When Hart returned to the possible discrepancy later during Olson’s arguments, he said he thinks the dispute over the policy process can still be reconciled with the questions the Supreme Court agreed to hear because the Open Meetings Law implies some kind of formal gathering in what would fall under its definition of a “state public body.” But the process for making Policy 2014-01 wasn’t formal, Olson argued. “What you saw was sort of informal collaboration among people who had expertise, and that, I think, is the kind of work that the entire agency does.” Also at issue in the John Does’ case is whether the CDPHE’s referrals of the physicians to the Colorado Medical Board are a “final agency action” subject to the Administrative Procedure Act. Decker argued they are. But Olson argued they are not, and rather, a disciplinary decision made by the Colorado Medical Board as a result of the referrals would be the final agency action subject to judicial review.
An 11th-Hour Question
With about five minutes left in the last case’s hearing during the morning’s argument marathon, Chief Justice Nathan Coats asked attorney Sierra Ward from the Colorado Department of Law a question that might influence how the court decides all three cases: whether the court should decide in the cases against the Colorado Medical Board if Policy 2014-01 violated the Open Meetings Law.
Ward, who argued for the Colorado Medical Board, said for the purpose of deciding the second two cases, Colorado Medical Board v. McLaughlin and Boland v. Colorado Medical Board, the Supreme Court should assume Policy 2014-01 violated the Open Meetings law. But as presented to the Supreme Court, the cases against the Colorado Medical Board don’t raise whether the agency violated the Open Meetings Law or the Administrative Procedures Act. They have the presumption built in that the board was not part of any violation because the policy was adopted by the CDPHE, not the board. Earlier in her arguments, Ward said the board has a duty to investigate referrals it receives, regardless of the source. She said she doesn’t think Boland and McLaughlin’s cases have room for the court to decide whether a violation happened.
“I think an oddity of the way that the issues are presented is that you could conclude that there was no violation of the Open Meetings Law and the Administrative Procedure Act and you could still find against the Medical Board on the issue presented,” she said. “On the facts of this case, though, the subpoenas would still be enforceable.”

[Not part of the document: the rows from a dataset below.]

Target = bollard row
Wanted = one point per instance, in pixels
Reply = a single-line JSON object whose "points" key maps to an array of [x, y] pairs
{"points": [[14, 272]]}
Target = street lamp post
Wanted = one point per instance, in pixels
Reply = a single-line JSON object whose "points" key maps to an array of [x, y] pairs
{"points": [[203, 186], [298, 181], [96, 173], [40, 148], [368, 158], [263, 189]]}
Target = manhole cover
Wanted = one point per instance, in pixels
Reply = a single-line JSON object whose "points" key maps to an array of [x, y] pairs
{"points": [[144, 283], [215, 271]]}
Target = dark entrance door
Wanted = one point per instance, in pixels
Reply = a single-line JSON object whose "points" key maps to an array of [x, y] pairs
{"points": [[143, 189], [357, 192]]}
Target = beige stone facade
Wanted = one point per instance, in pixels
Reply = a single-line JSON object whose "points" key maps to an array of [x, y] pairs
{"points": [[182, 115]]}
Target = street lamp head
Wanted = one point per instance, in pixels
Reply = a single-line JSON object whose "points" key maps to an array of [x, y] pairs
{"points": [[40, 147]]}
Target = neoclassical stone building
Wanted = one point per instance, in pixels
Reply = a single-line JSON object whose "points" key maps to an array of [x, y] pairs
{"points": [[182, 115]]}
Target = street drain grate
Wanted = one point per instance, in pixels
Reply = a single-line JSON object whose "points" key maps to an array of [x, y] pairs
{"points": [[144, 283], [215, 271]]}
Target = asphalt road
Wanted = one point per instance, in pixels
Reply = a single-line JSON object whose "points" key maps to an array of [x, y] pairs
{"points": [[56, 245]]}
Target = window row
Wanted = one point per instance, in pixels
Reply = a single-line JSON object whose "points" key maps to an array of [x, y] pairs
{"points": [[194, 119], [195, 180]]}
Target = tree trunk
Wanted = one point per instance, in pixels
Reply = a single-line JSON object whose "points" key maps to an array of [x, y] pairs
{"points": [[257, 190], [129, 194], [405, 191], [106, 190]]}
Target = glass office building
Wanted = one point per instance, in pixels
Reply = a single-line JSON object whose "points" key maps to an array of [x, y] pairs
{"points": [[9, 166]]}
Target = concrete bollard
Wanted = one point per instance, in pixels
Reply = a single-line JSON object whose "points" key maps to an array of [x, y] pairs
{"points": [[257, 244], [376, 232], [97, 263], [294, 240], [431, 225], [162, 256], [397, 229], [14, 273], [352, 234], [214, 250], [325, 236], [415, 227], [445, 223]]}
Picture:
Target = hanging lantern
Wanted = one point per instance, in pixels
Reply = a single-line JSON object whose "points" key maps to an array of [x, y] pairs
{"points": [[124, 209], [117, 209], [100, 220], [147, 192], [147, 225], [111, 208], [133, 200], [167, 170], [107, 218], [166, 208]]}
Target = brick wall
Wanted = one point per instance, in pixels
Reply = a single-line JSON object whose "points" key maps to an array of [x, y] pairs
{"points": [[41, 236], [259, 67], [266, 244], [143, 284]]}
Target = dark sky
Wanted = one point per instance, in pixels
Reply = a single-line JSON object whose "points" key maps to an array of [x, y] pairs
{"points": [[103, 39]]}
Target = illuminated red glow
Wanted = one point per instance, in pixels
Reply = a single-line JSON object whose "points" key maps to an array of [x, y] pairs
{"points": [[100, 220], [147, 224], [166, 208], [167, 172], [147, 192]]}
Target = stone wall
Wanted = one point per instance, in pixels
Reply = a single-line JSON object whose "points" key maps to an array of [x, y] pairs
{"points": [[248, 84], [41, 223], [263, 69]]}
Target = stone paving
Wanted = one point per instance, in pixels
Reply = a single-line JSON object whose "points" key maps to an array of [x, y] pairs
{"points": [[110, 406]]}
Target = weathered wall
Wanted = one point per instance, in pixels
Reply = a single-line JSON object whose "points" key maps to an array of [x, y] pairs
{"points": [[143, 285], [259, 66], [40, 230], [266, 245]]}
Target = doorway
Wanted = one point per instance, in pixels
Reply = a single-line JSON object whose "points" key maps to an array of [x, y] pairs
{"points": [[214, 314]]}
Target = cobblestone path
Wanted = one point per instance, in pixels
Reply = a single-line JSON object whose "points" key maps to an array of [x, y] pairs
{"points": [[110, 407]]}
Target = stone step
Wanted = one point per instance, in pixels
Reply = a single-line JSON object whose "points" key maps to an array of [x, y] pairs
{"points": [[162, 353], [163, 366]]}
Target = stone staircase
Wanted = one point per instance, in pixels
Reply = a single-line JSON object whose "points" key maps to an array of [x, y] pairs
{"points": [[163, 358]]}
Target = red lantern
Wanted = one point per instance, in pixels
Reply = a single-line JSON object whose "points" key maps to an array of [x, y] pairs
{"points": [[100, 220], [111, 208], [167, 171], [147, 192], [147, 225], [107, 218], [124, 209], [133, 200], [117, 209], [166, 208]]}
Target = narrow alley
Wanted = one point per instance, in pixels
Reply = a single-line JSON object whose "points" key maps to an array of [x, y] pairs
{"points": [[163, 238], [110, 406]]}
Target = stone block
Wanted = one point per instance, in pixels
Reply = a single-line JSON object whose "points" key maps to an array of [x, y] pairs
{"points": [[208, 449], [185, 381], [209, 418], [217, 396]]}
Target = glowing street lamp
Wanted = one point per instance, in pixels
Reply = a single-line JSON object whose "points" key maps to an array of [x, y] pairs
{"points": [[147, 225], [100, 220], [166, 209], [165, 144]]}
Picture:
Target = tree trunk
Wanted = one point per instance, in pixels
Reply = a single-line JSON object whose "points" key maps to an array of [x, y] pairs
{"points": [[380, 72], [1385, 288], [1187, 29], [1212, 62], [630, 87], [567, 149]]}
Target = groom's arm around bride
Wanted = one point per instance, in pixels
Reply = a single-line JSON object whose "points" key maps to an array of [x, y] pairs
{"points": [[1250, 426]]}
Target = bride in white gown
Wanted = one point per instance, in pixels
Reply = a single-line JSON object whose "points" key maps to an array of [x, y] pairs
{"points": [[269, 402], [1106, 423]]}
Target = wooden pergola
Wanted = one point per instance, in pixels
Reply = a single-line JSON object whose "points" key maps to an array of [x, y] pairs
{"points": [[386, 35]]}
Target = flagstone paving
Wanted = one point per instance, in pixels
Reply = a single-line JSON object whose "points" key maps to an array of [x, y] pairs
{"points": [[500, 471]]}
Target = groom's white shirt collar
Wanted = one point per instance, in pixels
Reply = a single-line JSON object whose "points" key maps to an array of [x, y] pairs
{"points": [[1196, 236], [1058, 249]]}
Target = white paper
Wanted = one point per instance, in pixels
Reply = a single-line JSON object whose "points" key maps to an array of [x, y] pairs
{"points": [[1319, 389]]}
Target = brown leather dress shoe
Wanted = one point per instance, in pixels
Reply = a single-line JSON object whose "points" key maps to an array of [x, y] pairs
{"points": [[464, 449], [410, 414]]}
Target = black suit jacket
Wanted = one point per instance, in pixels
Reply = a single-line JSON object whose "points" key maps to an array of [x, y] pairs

Márquez had a similar line of thinking to Coats. She wondered to Ward if the court needs to decide on a violation of the Open Meetings Law in the McLaughlin and Boland cases, even though that’s not the question the court agreed to hear, in order to properly decide the question of the subpoenas’ lawfulness. She pointed out the Court of Appeals assumed in Boland’s case that Policy 2014-01 violated the law, and the panel in McLaughlin’s case actively decided it did.
“Assuming without deciding in Boland doesn’t get us around that affirmative ruling in McLaughlin.”